Location
- 12218 135 St. NW Edmonton, Alberta, T5L 1X1 Canada 53°34′23″N 113°33′20″W﻿ / ﻿53.5729249°N 113.5556196°W

Information
- School type: Independent K–12 School
- Motto: Latin: Ad Maiora Natus Sum
- Religious affiliation: Seventh-day Adventist Church
- Founded: 1957
- Principal: Rayette Hetland
- Grades: K to 12
- Language: English
- Colours: Vermilion and Navy Blue
- Team name: Tigers
- Website: www.coralwood.org

= Coralwood Adventist Academy =

K–12 school in Edmonton, Alberta (est. 1957)
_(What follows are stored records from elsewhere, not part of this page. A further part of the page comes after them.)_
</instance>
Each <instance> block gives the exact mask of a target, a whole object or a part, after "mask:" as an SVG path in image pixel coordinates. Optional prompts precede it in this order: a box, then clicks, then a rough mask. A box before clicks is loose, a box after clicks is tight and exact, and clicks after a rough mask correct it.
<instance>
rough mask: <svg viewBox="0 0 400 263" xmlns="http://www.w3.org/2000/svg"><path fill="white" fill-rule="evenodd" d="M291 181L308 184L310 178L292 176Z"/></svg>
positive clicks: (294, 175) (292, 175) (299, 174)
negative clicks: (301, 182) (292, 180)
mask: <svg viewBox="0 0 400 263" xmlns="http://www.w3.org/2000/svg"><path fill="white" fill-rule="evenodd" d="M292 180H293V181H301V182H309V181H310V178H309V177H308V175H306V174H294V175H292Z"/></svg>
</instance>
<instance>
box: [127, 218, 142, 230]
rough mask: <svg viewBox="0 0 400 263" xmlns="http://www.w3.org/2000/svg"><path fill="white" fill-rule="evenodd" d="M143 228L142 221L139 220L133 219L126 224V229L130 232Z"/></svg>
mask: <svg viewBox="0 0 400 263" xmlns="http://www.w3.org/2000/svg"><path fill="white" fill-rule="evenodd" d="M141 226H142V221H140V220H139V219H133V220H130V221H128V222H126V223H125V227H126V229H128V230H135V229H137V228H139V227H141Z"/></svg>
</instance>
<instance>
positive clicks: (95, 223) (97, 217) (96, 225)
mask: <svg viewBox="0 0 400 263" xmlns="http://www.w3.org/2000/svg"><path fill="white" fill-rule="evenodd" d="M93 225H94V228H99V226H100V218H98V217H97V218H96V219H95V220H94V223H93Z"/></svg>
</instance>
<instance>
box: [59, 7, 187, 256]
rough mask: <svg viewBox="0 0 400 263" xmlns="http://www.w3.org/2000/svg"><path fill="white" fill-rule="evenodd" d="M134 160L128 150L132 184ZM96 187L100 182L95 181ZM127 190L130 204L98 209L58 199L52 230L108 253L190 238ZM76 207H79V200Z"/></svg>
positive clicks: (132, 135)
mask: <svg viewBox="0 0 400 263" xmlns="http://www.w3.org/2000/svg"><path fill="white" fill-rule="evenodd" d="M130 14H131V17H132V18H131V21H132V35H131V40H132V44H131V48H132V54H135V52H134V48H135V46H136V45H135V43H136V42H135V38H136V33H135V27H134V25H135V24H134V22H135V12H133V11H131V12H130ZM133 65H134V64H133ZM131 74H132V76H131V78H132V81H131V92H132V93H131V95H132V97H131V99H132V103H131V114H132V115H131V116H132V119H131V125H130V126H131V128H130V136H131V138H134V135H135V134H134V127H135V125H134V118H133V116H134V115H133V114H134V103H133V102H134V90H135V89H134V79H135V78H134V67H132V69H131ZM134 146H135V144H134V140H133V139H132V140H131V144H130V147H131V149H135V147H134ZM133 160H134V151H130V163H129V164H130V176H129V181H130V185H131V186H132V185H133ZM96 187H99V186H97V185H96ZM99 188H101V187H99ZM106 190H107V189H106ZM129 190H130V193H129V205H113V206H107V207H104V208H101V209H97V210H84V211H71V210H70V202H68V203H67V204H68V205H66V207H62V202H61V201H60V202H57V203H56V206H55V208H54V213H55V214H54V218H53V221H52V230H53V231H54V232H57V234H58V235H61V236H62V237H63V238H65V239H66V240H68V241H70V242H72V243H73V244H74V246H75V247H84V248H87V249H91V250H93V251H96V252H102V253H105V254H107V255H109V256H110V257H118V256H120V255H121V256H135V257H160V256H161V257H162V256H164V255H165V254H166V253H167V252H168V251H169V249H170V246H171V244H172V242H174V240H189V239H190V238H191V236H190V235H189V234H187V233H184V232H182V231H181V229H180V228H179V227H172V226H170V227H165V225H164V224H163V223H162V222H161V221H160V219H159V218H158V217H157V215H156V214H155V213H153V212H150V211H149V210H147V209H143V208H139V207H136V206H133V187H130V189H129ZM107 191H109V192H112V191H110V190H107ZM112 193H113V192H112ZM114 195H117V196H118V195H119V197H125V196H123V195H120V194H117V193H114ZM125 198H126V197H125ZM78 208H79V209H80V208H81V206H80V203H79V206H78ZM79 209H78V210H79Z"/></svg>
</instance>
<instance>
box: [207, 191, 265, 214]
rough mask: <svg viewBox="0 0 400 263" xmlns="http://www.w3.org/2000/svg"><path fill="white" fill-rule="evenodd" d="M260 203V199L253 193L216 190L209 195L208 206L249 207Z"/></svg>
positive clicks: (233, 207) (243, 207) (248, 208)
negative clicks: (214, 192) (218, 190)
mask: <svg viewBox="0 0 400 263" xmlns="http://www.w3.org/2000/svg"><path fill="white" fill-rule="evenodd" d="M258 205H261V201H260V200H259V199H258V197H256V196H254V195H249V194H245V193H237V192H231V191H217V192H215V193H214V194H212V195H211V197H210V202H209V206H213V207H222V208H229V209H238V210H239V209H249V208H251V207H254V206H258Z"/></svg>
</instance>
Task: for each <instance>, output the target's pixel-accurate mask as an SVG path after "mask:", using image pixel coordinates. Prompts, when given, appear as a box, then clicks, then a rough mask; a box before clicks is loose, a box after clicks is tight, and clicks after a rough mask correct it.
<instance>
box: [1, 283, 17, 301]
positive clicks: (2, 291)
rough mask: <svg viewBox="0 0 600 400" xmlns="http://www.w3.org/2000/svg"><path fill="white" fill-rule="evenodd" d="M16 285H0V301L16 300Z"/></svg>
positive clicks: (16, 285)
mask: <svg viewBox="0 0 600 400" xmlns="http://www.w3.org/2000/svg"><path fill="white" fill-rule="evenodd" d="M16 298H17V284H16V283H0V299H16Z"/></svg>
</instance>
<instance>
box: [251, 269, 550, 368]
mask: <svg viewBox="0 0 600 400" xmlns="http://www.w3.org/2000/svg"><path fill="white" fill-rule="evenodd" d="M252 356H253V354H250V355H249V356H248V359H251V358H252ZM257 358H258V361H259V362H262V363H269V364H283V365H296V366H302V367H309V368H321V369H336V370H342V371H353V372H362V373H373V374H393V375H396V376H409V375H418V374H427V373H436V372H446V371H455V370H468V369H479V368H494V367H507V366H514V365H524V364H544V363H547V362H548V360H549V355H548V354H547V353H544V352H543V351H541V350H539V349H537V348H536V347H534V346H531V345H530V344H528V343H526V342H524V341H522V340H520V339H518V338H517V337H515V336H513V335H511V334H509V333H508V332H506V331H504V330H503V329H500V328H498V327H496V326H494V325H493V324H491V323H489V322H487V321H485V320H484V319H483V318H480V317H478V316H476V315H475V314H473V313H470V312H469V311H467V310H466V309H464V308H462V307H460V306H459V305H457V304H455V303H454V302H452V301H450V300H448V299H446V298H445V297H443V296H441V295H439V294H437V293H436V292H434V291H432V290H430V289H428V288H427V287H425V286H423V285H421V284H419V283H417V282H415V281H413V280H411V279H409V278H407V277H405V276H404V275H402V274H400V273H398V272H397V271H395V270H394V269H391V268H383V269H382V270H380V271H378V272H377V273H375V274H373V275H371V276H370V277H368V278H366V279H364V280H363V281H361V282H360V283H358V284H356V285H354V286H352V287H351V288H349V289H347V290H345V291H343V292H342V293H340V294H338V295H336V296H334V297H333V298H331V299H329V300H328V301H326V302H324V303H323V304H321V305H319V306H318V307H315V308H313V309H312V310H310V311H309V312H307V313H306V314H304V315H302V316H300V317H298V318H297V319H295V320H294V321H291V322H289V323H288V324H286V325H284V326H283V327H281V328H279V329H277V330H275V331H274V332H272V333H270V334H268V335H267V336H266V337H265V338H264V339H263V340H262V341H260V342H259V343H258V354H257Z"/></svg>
Coralwood Adventist Academy is an Independent K–12 Christian school located in Edmonton, Alberta, Canada, that is affiliated with the Seventh-day Adventist Church.

==History==

Coralwood Adventist Academy was founded in 1957. Today, the school is located at its campus in the Dovercourt neighbourhood of Edmonton.

==Academic Activities==

Coralwood Adventist Academy is recognized as an Accredited Private School by the Alberta Ministry of Education, and as such receives partial funding from the Government of Alberta. Coralwood is owned and operated by the Alberta Conference of Seventh-day Adventists, and are accredited by the North American Division of the Seventh-day Adventist Church.

==Extracurriculars==

The Coralwood Adventist Academy Tigers are a member of the Edmonton School Athletics association. They compete in Tier 3 in girls volleyball, boys basketball, and boys and girls flag football. Coralwood also regularly participates in tournaments hosted by Burman University and by the Canadian Adventist Schools Athletics association. Their current athletic director is Michael Adams.

Coralwood has an active music program which includes a choir and a band at the junior high and high school levels, all of which frequently go on tours across North America. Coralwood's musical ensembles frequently participate in the Kiwanis Music Festival and other local music festivals. Coralwood's senior choir is named Choral Harmony.